Kevin Hassett, writing for Bloomberg, invokes the Hitchcock classic Psycho to describe Charles Rangel's 'mother of all tax hikes'.

For those of you wondering what the details of taxing the rich to pay for Democratic spending proposals might look like, Rangel, a close ally of Hillary Clinton, has provided a tour of the abyss. If the “mother of all reforms,'' as he calls his tax plan, had a name, it would be Mrs. Bates. But, unlike Norman's mother in the Alfred Hitchcock classic “Psycho,'' this lady is very much alive.

In terms of revenue, Rangel's reform would be the biggest tax increase in history. Compared to a baseline where President George W. Bush's tax cuts are extended and the dreaded alternative minimum tax isn't allowed to swallow millions of taxpayers whole, the bill raises taxes by a whopping $3.5 trillion over the next 10 years, according to the office of Representative Jim McCrery of Louisiana, the top Republican on the Ways and Means Committee.

To put that in perspective, that's about $2 trillion more than the 10-year cost of the Bush tax cuts enacted back in 2001.

But the revenue grab isn't the scariest part. That honor belongs to the increase in marginal tax rates, which is almost unfathomable in its scale. Rangel's main objective is to repeal the alternative minimum tax, which was originally designed to capture taxes from wealthy individuals but over the years has taken in more and more middle-income families.

If Rangel's monster becomes law and the Bush tax cuts are allowed to expire, the tax rates for "the rich" will reach confiscatory levels. And the term "rich" is used very loosely. How high would the tax rates be? Really high:

To put that tax rate in perspective, after adjusting for state and local income taxes, it would be about 13 percentage points higher than the average of U.S. trading partners in the Organization for Economic Cooperation and Development. And it would give the U.S. the fourth-highest combined top marginal tax rate in the OECD, behind only Denmark, Sweden and France.

Hillary Clinton has already signaled that she will support these crippling tax laws. Remember the last time a Clinton was in office the largest tax hike in American history - and the first ever to be retroactive - was enacted. It looks like Hillary wants to claim the record for herself.

  • By feeblemind, Monday, 29 October , 2007 @ 7:44 am

    Over at the UK Daily Mail, a man walking his dog was attacked by a herd of ‘KILLER COWS’.

  • By Gaius, Monday, 29 October , 2007 @ 8:20 am

    Thanks for the tip.

  • By jay k., Tuesday, 30 October , 2007 @ 8:40 am

    i haven’t read rangels plan so i can’t comment. but i am curious how you expect the two trillion plus run up by our awol drunken air national guardsman president in iraq?
    he has simply licked that can down the street. how do you think it’s going to get paid?
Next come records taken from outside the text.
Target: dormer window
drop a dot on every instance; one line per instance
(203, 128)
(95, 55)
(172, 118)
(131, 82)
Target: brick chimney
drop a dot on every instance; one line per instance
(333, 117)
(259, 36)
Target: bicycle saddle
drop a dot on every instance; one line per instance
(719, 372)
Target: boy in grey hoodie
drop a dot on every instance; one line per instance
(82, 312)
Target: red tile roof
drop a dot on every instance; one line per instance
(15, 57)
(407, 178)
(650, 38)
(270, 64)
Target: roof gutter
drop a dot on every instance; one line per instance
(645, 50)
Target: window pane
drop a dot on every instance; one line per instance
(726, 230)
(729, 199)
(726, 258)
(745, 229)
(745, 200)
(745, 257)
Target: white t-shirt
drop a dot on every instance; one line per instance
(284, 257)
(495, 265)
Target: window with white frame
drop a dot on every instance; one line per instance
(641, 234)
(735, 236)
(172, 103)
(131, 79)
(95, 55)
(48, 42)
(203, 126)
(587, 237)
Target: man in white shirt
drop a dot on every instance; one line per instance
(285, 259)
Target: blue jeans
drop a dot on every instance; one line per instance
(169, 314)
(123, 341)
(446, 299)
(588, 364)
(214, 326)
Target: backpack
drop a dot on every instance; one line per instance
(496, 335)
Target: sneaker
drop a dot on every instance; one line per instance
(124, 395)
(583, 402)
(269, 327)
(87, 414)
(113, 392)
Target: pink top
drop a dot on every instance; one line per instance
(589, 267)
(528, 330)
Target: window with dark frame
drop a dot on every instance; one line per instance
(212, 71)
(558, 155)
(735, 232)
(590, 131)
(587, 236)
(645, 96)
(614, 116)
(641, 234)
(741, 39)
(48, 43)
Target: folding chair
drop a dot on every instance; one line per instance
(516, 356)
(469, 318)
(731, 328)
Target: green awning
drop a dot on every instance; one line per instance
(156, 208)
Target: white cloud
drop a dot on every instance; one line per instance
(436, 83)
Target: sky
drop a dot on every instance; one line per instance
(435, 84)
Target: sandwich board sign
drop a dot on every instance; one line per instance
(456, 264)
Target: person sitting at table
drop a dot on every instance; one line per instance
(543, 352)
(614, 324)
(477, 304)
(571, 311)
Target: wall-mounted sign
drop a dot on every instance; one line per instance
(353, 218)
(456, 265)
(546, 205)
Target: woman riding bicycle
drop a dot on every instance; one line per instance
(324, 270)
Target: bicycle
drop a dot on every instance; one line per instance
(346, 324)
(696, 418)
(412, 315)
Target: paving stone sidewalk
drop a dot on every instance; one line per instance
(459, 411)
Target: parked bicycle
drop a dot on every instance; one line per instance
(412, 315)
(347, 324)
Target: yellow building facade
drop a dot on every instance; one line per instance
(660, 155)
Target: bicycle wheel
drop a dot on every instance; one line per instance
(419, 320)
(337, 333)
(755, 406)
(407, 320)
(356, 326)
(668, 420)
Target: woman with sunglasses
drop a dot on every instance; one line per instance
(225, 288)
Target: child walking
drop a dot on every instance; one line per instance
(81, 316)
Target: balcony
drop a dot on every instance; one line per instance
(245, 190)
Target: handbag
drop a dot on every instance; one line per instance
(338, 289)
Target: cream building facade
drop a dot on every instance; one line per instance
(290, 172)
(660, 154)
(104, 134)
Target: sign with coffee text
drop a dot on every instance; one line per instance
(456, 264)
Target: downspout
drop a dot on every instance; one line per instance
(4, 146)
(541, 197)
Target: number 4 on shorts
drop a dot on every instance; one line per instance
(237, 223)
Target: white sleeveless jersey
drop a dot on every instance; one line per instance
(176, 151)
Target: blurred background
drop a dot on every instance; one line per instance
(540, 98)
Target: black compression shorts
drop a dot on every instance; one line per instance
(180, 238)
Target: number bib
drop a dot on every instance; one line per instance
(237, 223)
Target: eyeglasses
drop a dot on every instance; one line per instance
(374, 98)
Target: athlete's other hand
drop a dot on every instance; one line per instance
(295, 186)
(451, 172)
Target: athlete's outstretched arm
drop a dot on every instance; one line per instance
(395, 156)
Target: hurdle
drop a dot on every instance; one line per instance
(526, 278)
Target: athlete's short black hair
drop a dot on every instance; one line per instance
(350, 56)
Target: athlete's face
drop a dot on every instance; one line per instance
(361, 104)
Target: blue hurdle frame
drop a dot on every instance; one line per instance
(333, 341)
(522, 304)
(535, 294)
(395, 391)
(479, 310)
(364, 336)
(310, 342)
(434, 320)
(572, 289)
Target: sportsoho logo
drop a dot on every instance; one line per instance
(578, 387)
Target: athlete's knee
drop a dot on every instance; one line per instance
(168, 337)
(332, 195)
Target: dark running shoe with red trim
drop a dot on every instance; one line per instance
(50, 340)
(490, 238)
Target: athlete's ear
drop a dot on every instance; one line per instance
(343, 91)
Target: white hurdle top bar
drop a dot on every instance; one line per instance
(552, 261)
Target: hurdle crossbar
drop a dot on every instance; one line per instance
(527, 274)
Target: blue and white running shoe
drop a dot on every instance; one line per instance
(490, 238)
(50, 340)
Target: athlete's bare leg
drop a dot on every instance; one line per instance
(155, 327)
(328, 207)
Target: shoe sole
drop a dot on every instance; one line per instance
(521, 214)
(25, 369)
  • By Neil, Tuesday, 30 October , 2007 @ 8:57 am

    Why did we put this $500 BILLION pre-emptive war of agression in IRAQ on the national credit card?

    All the while Bush is giving out tax cuts to the INCOME of the extreamly wealthy.

    US CORPORATIONS move their profits off shore and dodge their taxes while Bush waves at his corporate financiers as says “keep those campaign conrtibutions coming.”

    Republicans think their party can deliver tax cut after tax cut for themselves, their children and grand children but it’s a shell game.

    The compounding effect of debt that pays interest means it’ll call ost double what we paid for it, before we’ve paid for it. Wake up and smell the coffee.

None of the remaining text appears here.